The enthusiasm and energy that Roy and Gonzalez bring with them, along with the techniques used by the Army, really motivate the participants, according to Wee. What they do is different and so out of the norm of what everybody is used to.
"It's like a breath of fresh air," said Wee, adding that they make it fun for the families enrolled in the program, providing water bottles and T-shirts. "It really makes everybody feel like part of the team and not just on the team!"
When this program started it had eight families enrolled; it now has 13, with children ranging from 8 to 15 years old.
The four stages of Wee-PT are:
• Fruits and vegetables along with portion control.
• Healthy vs. non-healthy drinks and healthy alternatives.
• Physical training.
• Recap of the previous stages (almost like an after-action review).
Although she specializes in pediatrics, Wee requires the entire family to be involved in the Wee-PT program because proper eating habits and physical exercise need to be a part of everyday life, not just understanding it while at her office.
"As a doctor I feel it is my responsibility to educate those who need help, especially those with a weight problem because as you know it has become quite a big problem within the U.S., not to mention here in Hawaii. If I can help those who need help it reduces the risk of many other health issues associated with overweight and obesity."
Wee said the change in culture with today's technology has made people very sedentary. Between sitting at a computer for hours on end playing computer games, video games or texting and chatting with the use of social media, people are less active. There are positives with technology, but the negative has been a lack of adequate physical activity, according to Wee.
Wee said she would like to see the town of Waipahu at least know about the program and its schedule to enable them to use as a resource if needed to live a healthier life.
In addition to partnering with the Army, Wee would like to find more organizations to bring on the team to promote healthier lifestyles and help spread the word.

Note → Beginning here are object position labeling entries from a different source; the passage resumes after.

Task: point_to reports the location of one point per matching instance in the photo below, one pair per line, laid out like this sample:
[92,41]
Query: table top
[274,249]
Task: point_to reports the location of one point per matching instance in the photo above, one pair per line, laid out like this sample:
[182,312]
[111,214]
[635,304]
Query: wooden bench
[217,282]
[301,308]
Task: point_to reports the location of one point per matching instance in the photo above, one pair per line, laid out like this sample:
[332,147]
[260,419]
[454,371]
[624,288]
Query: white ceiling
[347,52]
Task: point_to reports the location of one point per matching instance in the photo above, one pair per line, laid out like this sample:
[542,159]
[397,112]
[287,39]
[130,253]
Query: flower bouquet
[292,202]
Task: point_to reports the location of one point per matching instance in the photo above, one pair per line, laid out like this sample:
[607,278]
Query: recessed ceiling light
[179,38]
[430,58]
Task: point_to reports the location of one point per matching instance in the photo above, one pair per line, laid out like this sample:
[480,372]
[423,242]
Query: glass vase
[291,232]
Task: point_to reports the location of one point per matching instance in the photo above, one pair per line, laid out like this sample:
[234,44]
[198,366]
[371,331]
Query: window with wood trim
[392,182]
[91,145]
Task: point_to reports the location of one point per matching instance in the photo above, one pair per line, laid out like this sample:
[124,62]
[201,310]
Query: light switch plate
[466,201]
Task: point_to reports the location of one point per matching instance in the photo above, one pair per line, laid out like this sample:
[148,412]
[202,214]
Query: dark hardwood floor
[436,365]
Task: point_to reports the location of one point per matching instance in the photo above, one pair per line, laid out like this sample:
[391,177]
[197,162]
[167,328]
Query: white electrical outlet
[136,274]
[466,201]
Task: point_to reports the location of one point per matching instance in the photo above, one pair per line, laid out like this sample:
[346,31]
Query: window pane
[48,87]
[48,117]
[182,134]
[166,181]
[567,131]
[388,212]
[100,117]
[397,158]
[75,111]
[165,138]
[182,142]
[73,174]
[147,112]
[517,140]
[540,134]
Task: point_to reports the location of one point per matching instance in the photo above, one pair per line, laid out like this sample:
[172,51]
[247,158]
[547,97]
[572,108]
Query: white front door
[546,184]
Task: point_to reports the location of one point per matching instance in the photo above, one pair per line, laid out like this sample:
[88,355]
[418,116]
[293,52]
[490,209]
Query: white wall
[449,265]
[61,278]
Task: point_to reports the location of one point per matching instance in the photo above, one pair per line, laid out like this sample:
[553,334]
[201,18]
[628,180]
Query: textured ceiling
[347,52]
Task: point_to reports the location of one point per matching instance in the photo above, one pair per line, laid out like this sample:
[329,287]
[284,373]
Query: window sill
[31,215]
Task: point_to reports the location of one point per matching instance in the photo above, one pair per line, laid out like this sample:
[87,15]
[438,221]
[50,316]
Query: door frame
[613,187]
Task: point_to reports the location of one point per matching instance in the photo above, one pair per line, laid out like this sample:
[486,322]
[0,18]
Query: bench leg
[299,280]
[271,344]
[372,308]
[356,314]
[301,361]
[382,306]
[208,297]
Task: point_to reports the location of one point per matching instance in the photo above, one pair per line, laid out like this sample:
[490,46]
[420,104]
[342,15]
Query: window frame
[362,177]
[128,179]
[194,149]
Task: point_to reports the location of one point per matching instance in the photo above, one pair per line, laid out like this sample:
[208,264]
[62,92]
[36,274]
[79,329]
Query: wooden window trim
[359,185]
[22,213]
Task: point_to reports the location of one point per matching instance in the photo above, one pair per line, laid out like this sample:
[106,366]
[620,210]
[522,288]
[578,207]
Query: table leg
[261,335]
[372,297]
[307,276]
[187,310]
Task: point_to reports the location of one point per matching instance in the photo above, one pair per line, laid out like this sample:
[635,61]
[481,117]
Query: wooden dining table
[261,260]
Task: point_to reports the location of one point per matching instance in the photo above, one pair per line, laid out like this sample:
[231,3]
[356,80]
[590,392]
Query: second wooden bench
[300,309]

Partnering with the recruiters has been a great asset with the knowledge they have because they live a healthy lifestyle every day in order to stay fit and disciplined to answer the call to duty, according to Wee.
"I have had other medical organizations ask me, 'What are you doing differently to inspire interest in this type of program?' … I cannot really pinpoint what I am doing differently, but what I can say is that this is coming from my heart and I am completely passionate about what I feel is my obligation as a doctor."
Simply put, Wee's message to today's youth is, "Your health matters."
Roy said he is optimistic he can help Wee with the program for the good of the children and their future.